Research Interests: Theoretical Neuroscience
Overview: Our lab is focused on elucidating the neural basis of sensory perception, decision-making, and associative learning.
- How does behavior emerge from the complex temporal interactions of cortical and subcortical networks?
- How do different physiological states, such as arousal, disengagement, expectation, affect sensory processing and modulate an animal's behavior?
- What drives associative learning at the level of synaptic plasticity in cortical and subcortical circuits?
To study these and other questions, we use methods from statistical physics, information theory, machine learning, and dynamical systems. We combine analysis of neurophysiological data from large populations of neurons in behaving animals with theoretical models based on neural networks.

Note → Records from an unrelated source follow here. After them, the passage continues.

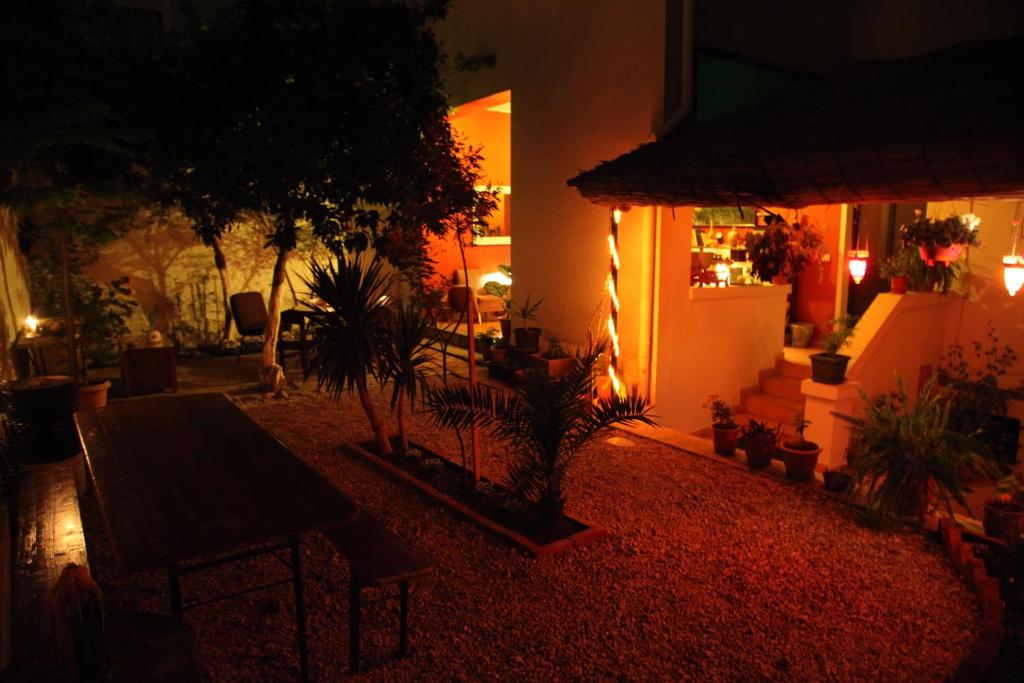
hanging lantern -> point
(1013, 273)
(1013, 264)
(857, 262)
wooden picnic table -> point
(182, 480)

Our lab is passionate about creating an inclusive environment promoting diversity. We embrace a notion of intellectual community enhanced by diversity along a number of dimensions, including race, ethnicity and national origins, gender identity and presentation, disability, class and religion. We aim at fostering greater creativity and encouraging collaborative innovation and interactions.

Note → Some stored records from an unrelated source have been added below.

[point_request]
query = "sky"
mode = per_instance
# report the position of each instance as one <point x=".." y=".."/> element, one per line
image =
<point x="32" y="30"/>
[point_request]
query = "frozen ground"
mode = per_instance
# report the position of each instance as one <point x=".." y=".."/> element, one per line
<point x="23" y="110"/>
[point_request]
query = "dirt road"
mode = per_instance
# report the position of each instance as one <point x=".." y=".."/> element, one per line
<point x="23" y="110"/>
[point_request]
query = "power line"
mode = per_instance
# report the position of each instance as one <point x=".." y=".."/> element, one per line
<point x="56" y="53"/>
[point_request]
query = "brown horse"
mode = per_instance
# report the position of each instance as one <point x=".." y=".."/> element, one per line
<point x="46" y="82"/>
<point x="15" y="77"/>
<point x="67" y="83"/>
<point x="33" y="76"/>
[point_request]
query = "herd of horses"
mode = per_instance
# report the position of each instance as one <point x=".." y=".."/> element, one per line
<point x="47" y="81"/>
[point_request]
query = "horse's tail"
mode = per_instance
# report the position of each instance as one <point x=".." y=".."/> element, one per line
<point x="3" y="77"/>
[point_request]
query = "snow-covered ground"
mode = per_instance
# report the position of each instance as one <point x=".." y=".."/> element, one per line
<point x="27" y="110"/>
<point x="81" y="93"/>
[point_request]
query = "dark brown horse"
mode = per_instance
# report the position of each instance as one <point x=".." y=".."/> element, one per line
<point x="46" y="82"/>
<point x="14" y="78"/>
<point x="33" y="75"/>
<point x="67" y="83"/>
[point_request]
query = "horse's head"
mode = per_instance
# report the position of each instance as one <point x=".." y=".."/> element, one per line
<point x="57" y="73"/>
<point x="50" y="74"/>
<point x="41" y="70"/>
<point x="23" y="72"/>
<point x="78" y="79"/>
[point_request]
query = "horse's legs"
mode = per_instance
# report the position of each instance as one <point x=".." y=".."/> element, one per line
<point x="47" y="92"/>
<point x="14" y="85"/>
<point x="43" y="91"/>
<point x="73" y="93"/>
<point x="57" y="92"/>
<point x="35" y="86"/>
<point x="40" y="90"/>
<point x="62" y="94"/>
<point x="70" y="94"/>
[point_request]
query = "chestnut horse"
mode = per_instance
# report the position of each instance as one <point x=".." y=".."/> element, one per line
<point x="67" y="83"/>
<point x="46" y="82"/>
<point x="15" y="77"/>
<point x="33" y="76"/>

Neuron. 2021 Oct 25:S0896-6273(21)00779-0. doi: 10.1016/j.neuron.2021.10.011. Online ahead of print.
The timing of self-initiated actions shows large variability even when they are executed in stable, well-learned sequences. Could this mix of reliability and stochasticity arise within the same neural circuit? We trained rats to perform a stereotyped sequence of self-initiated actions and recorded neural ensemble activity in secondary motor cortex (M2), which is known to reflect trial-by-trial action-timing fluctuations. Using hidden Markov models, we established a dictionary between activity patterns and actions. We then showed that metastable attractors, representing activity patterns with a reliable sequential structure and large transition timing variability, could be produced by reciprocally coupling a high-dimensional recurrent network and a low-dimensional feedforward one. Transitions between attractors relied on correlated variability in this mesoscale feedback loop, predicting a specific structure of low-dimensional correlations that were empirically verified in M2 recordings. Our results suggest a novel mesoscale network motif based on correlated variability supporting naturalistic animal behavior.